From: Laurence Oberman <loberman@redhat.com>
To: Bart Van Assche <bart.vanassche@sandisk.com>
Cc: James Bottomley <james.bottomley@hansenpartnership.com>,
"Martin K. Petersen" <martin.petersen@oracle.com>,
Hannes Reinecke <hare@suse.de>,
Christoph Hellwig <hch@infradead.org>,
linux-scsi@vger.kernel.org
Subject: Re: [PATCH 2/2] scsi_dh_alua: Fix a recently introduced deadlock
Date: Mon, 28 Mar 2016 14:21:04 -0400 (EDT) [thread overview]

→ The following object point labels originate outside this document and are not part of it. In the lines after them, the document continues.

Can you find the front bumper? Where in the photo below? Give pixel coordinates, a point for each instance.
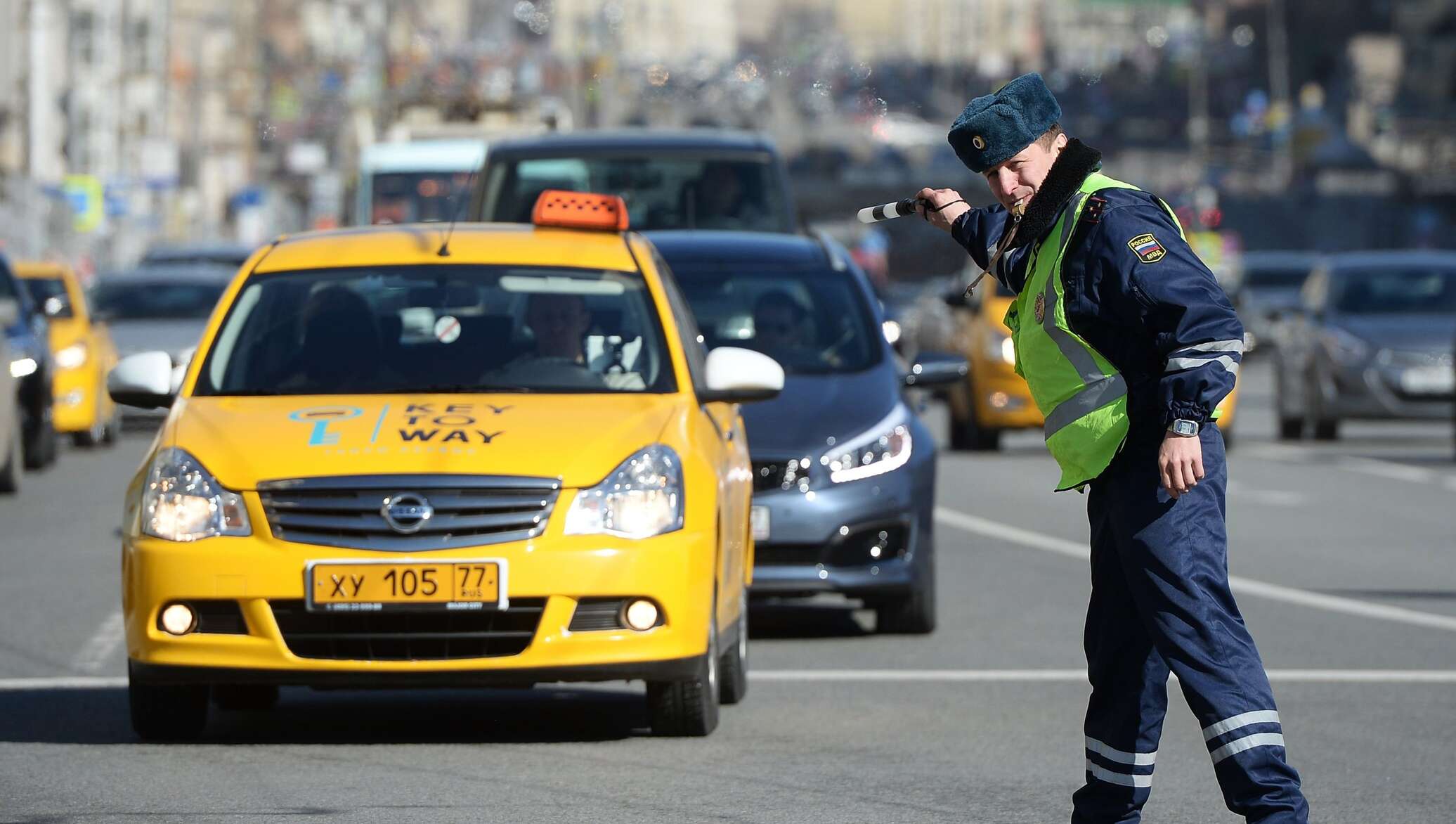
(862, 538)
(1375, 390)
(77, 405)
(266, 580)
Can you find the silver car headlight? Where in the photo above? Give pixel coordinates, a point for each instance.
(183, 501)
(642, 497)
(1346, 348)
(72, 357)
(884, 447)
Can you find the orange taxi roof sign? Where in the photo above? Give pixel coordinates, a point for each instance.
(580, 210)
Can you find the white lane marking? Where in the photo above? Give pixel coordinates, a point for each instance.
(895, 676)
(1270, 497)
(1081, 677)
(1242, 586)
(101, 645)
(63, 683)
(1386, 469)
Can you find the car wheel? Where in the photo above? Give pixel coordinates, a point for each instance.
(977, 437)
(245, 696)
(733, 664)
(39, 449)
(168, 712)
(112, 430)
(1324, 428)
(11, 470)
(1290, 428)
(688, 708)
(912, 613)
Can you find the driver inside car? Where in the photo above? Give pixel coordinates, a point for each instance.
(559, 323)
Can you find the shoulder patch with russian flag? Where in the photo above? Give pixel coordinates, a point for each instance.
(1146, 248)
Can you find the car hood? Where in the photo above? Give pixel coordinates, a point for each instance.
(814, 408)
(172, 337)
(574, 437)
(1410, 333)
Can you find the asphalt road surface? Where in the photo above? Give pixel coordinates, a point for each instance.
(1344, 568)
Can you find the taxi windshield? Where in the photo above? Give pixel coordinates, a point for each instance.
(438, 328)
(661, 193)
(812, 321)
(46, 290)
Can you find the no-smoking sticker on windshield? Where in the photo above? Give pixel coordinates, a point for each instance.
(448, 330)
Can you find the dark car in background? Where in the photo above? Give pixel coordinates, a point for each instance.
(1270, 290)
(670, 179)
(843, 469)
(1372, 341)
(220, 254)
(28, 337)
(11, 424)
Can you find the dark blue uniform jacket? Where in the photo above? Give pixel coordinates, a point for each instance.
(1166, 325)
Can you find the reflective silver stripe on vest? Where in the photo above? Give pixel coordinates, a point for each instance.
(1100, 389)
(1101, 773)
(1248, 743)
(1242, 719)
(1210, 347)
(1178, 364)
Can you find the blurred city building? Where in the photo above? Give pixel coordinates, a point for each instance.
(1271, 121)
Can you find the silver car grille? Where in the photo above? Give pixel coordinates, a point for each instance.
(463, 510)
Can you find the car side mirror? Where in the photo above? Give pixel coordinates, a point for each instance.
(56, 306)
(740, 376)
(937, 368)
(143, 380)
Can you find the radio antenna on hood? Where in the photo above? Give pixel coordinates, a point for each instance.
(455, 216)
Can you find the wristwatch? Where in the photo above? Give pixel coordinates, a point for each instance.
(1184, 428)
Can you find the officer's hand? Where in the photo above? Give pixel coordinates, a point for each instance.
(1180, 463)
(940, 214)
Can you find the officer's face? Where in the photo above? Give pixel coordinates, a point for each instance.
(1022, 175)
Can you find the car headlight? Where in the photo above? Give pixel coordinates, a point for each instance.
(72, 357)
(1001, 347)
(22, 367)
(885, 447)
(642, 497)
(183, 501)
(1346, 348)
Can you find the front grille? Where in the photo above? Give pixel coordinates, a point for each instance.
(408, 636)
(786, 553)
(779, 475)
(216, 616)
(468, 510)
(597, 614)
(861, 548)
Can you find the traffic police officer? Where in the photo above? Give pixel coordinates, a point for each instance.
(1127, 344)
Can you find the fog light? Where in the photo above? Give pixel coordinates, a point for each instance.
(641, 614)
(178, 619)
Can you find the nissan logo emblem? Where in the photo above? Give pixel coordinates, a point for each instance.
(407, 513)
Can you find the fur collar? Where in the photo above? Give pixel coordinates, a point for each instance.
(1063, 179)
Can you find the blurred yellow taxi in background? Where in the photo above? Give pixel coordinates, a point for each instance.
(444, 456)
(82, 352)
(994, 398)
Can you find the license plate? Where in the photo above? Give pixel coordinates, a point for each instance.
(1429, 380)
(351, 586)
(759, 520)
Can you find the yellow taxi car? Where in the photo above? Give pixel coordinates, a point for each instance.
(493, 455)
(994, 398)
(82, 352)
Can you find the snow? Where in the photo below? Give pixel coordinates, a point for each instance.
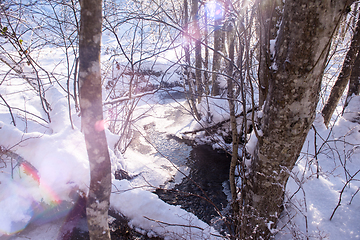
(53, 167)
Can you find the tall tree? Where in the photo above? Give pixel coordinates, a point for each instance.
(198, 59)
(219, 40)
(92, 122)
(289, 110)
(344, 77)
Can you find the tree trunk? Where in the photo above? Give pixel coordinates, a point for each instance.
(198, 59)
(219, 38)
(92, 122)
(289, 110)
(267, 31)
(354, 84)
(344, 76)
(190, 93)
(231, 100)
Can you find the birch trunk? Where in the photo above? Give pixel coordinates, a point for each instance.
(344, 76)
(301, 50)
(219, 38)
(92, 122)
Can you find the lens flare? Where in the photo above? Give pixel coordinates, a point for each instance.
(214, 10)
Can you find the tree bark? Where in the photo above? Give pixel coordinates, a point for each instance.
(301, 48)
(233, 124)
(354, 84)
(92, 122)
(219, 39)
(267, 30)
(344, 76)
(198, 59)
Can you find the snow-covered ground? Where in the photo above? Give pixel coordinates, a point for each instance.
(44, 166)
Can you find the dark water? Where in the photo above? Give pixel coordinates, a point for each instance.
(201, 192)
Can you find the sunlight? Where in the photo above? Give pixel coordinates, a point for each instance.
(214, 10)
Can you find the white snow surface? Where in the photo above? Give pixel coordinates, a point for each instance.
(58, 153)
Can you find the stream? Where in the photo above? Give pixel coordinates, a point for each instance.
(204, 189)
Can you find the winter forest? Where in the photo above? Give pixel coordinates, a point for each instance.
(149, 119)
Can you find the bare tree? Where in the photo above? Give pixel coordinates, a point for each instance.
(300, 56)
(92, 119)
(344, 77)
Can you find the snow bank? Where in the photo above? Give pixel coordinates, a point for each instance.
(147, 211)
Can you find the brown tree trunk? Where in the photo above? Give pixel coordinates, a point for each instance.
(267, 30)
(198, 59)
(344, 76)
(354, 84)
(301, 48)
(92, 122)
(231, 100)
(190, 92)
(219, 39)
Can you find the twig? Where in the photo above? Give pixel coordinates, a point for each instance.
(342, 191)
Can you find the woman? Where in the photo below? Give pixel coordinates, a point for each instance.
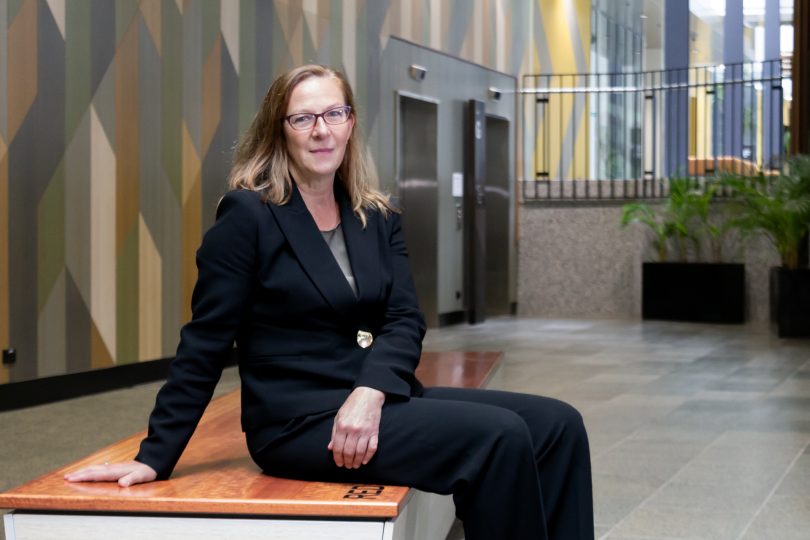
(306, 270)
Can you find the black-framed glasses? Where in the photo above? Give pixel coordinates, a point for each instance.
(333, 117)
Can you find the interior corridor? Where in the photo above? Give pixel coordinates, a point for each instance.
(697, 431)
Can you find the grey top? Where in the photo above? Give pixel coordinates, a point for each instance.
(337, 244)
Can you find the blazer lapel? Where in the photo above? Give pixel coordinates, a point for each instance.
(300, 230)
(362, 246)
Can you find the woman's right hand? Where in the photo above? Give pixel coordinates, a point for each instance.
(127, 473)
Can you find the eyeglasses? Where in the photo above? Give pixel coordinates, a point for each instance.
(333, 117)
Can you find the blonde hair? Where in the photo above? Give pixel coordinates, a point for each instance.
(261, 162)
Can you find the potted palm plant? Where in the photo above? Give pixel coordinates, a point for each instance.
(778, 207)
(689, 289)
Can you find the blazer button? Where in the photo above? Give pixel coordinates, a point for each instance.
(364, 339)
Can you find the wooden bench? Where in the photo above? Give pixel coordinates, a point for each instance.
(216, 491)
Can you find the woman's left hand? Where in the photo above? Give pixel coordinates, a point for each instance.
(356, 429)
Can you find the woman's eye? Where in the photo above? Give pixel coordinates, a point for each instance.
(302, 120)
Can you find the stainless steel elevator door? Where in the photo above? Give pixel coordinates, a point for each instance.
(417, 178)
(497, 223)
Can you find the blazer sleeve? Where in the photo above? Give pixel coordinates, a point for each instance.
(391, 363)
(225, 263)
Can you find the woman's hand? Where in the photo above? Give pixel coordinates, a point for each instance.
(356, 428)
(127, 473)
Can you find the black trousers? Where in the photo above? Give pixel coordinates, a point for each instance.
(518, 465)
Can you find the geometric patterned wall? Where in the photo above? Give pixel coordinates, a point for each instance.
(117, 121)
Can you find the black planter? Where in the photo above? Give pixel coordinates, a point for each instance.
(696, 292)
(790, 301)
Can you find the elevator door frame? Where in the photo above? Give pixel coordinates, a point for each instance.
(425, 279)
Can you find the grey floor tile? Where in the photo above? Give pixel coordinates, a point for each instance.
(684, 523)
(783, 518)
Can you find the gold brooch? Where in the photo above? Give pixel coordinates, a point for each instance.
(364, 339)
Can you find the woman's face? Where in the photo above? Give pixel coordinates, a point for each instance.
(316, 152)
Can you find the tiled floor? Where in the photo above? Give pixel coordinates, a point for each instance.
(696, 431)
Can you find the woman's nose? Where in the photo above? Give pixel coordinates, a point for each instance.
(320, 127)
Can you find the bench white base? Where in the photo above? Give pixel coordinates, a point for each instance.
(426, 516)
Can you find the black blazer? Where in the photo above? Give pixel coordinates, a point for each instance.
(268, 281)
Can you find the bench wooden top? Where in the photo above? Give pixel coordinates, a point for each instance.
(215, 475)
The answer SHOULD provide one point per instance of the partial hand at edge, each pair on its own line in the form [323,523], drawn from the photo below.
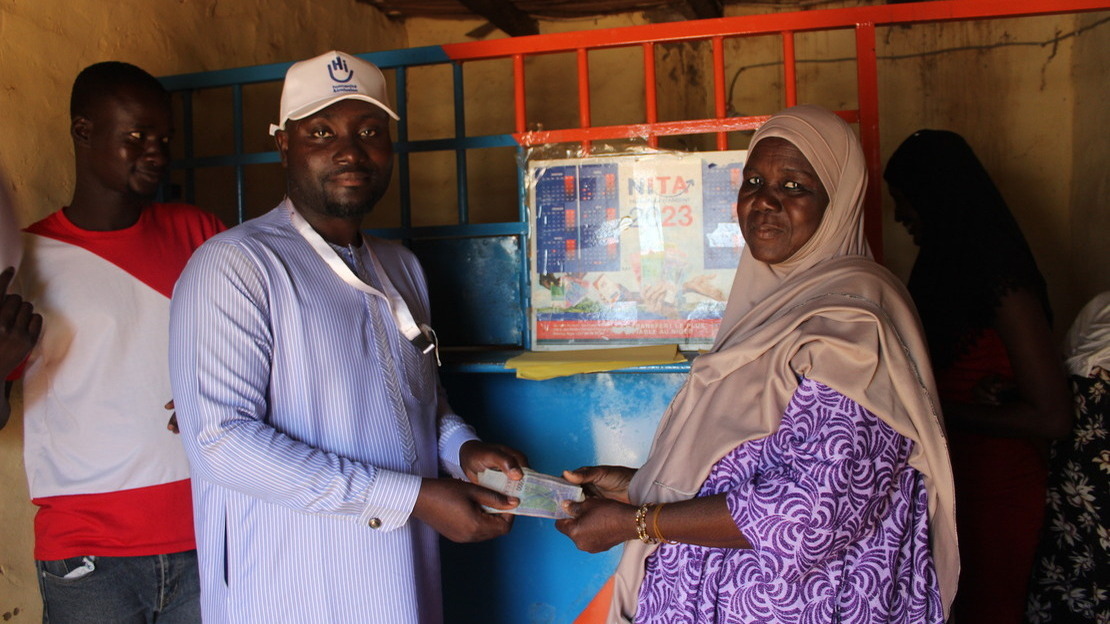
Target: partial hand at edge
[454,510]
[20,325]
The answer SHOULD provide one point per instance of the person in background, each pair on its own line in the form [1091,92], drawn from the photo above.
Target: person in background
[800,474]
[1071,573]
[19,324]
[985,308]
[308,391]
[113,533]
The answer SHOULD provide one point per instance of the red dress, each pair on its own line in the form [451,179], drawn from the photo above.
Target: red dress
[999,499]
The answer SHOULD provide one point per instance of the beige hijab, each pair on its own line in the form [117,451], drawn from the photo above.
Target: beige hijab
[829,313]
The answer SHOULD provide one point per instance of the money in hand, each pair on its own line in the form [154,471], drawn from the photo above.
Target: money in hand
[541,494]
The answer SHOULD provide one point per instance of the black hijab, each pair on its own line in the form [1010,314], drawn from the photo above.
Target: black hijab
[972,251]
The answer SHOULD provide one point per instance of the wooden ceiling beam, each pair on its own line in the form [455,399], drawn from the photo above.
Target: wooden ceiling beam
[505,16]
[705,9]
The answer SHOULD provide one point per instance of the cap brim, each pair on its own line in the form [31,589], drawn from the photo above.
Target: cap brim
[321,104]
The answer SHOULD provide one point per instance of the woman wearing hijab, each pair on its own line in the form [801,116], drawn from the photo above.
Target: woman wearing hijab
[985,309]
[800,474]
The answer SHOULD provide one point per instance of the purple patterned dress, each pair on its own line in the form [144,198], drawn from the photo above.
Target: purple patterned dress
[838,523]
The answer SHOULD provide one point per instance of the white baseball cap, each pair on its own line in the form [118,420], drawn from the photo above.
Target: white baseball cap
[316,83]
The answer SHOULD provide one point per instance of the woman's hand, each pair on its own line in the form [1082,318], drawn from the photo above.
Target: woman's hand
[606,482]
[598,524]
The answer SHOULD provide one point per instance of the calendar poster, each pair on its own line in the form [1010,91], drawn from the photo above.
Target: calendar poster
[629,250]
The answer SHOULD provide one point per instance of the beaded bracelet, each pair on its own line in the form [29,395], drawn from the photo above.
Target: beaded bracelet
[655,525]
[642,525]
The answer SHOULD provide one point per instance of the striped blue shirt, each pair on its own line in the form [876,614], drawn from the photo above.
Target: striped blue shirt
[309,421]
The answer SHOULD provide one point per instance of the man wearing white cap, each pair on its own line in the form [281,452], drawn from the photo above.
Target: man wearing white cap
[305,379]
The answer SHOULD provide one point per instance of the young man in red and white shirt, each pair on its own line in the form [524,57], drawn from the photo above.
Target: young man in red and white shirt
[103,462]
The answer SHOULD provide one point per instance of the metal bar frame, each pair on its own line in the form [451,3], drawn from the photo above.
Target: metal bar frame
[863,20]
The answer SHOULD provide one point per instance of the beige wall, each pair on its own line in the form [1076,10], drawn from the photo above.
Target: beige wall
[1033,111]
[43,44]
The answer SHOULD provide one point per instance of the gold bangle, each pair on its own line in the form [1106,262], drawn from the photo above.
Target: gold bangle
[655,525]
[642,525]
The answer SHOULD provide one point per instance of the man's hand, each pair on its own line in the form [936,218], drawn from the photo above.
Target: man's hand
[454,509]
[19,325]
[598,524]
[606,482]
[476,455]
[172,425]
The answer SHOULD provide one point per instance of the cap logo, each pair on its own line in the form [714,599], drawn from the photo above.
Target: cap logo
[340,66]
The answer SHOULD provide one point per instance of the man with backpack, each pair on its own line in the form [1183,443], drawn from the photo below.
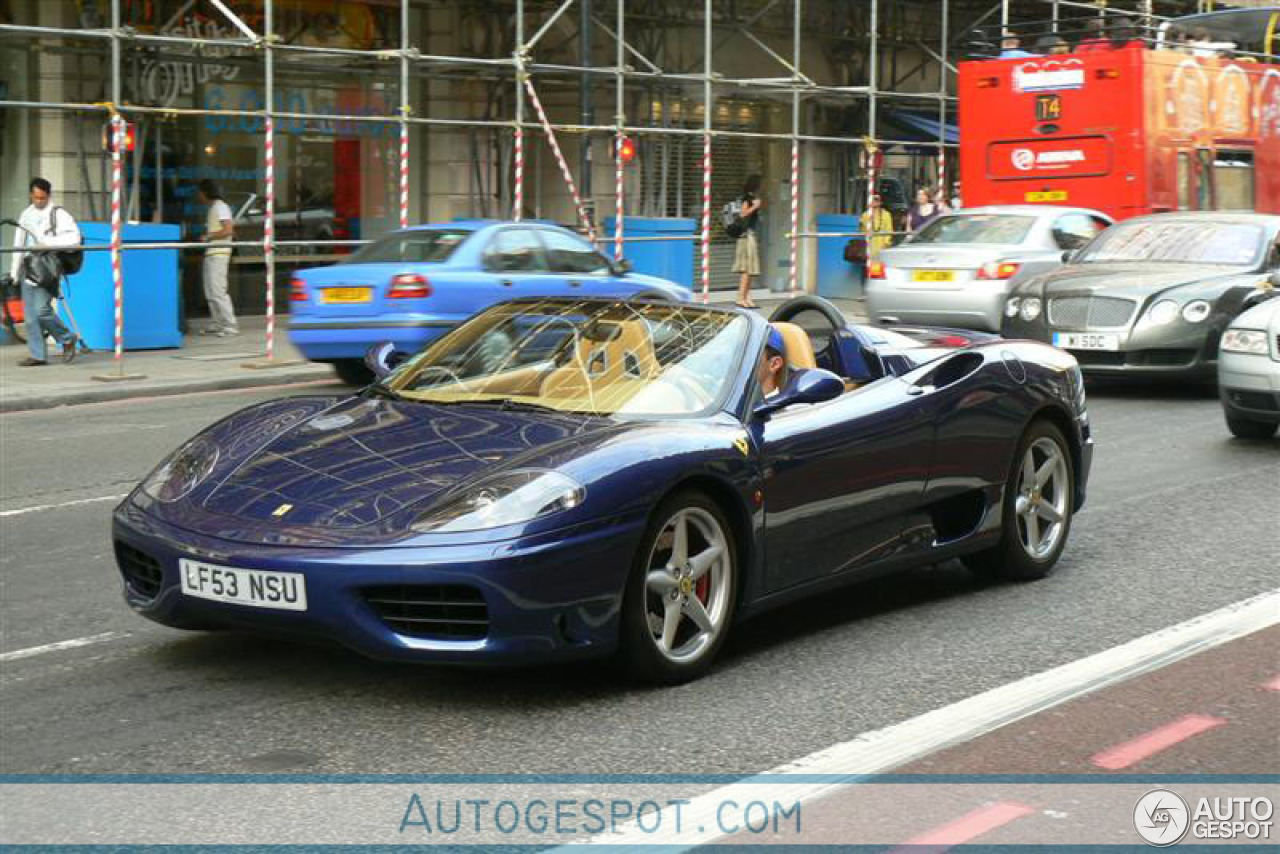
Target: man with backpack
[40,273]
[743,217]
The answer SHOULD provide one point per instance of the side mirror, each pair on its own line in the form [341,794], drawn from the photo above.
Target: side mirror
[379,359]
[812,386]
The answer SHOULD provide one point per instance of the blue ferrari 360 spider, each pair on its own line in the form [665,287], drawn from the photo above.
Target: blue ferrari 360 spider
[563,478]
[412,286]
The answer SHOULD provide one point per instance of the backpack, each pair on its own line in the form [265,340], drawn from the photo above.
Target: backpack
[69,261]
[731,215]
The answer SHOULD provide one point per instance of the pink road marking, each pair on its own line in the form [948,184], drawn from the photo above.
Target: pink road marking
[1165,736]
[969,826]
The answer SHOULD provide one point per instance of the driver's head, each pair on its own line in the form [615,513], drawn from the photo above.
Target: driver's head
[772,370]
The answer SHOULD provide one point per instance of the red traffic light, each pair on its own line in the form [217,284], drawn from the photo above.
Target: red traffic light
[627,150]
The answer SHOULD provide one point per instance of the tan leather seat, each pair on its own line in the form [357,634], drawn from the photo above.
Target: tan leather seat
[799,348]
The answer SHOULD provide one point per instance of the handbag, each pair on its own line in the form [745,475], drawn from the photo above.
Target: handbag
[855,250]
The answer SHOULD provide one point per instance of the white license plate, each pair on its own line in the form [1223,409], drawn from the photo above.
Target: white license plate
[1086,341]
[254,588]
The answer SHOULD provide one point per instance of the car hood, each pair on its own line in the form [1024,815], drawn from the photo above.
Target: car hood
[368,459]
[1132,279]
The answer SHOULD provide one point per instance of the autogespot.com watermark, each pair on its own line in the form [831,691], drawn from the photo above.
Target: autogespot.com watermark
[566,817]
[1162,817]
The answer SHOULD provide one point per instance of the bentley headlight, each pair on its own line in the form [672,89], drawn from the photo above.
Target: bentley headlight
[1246,341]
[184,470]
[507,498]
[1196,310]
[1162,311]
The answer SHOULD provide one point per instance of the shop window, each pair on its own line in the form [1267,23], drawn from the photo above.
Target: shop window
[1233,177]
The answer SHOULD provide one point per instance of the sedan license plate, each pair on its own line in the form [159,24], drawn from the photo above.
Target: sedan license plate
[932,275]
[254,588]
[1086,341]
[347,295]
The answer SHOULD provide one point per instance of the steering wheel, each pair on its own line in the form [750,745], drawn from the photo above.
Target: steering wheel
[809,302]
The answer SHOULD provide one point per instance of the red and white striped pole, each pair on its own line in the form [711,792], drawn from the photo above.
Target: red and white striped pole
[618,178]
[117,233]
[269,237]
[519,195]
[560,158]
[707,218]
[795,211]
[403,173]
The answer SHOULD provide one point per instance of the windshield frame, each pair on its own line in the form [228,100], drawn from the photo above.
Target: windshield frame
[730,389]
[1086,254]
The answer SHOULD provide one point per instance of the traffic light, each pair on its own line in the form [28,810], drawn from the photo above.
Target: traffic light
[627,150]
[129,136]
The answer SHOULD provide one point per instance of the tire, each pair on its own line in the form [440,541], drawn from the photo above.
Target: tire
[1028,549]
[671,649]
[1249,429]
[353,371]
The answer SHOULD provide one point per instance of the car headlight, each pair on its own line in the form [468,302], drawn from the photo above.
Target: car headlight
[507,498]
[1246,341]
[1162,311]
[184,470]
[1196,310]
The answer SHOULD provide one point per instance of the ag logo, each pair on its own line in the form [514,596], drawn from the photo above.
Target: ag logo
[1161,817]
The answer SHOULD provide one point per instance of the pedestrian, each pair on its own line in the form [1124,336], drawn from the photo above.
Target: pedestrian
[1011,46]
[218,257]
[878,225]
[42,224]
[923,211]
[746,254]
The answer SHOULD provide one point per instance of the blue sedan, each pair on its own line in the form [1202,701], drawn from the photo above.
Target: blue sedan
[561,479]
[412,286]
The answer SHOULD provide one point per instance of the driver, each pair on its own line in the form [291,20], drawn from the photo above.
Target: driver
[772,370]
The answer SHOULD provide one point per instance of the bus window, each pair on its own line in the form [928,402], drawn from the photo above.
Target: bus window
[1233,179]
[1184,181]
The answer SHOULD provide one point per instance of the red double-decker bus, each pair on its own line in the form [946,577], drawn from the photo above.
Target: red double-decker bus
[1169,124]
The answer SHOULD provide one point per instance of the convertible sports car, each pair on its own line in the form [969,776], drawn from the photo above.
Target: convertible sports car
[412,286]
[1152,295]
[567,478]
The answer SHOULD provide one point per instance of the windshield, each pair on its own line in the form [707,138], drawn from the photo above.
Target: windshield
[426,245]
[583,356]
[1178,242]
[976,228]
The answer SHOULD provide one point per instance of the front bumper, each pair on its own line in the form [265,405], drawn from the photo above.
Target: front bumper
[328,339]
[1249,387]
[548,598]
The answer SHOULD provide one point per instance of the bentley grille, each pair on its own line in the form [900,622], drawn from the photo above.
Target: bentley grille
[1091,313]
[432,611]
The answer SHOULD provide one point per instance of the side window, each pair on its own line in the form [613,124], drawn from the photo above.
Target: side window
[1073,231]
[515,250]
[568,254]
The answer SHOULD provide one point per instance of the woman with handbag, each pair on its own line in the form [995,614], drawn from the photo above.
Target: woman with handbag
[40,273]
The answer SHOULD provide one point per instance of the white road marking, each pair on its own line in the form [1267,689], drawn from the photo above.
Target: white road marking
[65,503]
[62,644]
[892,747]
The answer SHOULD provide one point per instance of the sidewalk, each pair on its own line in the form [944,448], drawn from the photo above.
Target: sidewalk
[201,364]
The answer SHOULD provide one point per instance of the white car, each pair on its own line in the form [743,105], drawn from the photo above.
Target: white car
[1248,371]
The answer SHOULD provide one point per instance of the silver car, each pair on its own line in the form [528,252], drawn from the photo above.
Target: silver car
[1248,370]
[959,269]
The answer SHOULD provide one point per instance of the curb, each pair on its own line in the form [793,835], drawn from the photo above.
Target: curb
[127,391]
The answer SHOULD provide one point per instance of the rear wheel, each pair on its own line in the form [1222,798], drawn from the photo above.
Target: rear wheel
[1036,514]
[1249,429]
[680,596]
[353,371]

Message-ID: <933006845.25395115.1459189264684.JavaMail.zimbra@redhat.com> (raw)
In-Reply-To: <56F9746C.40101@sandisk.com>
In similar testing last month with mlx4_ib I was able to generate the same lockup so this patch will help.
If I get a chance will add a Tested-by this week.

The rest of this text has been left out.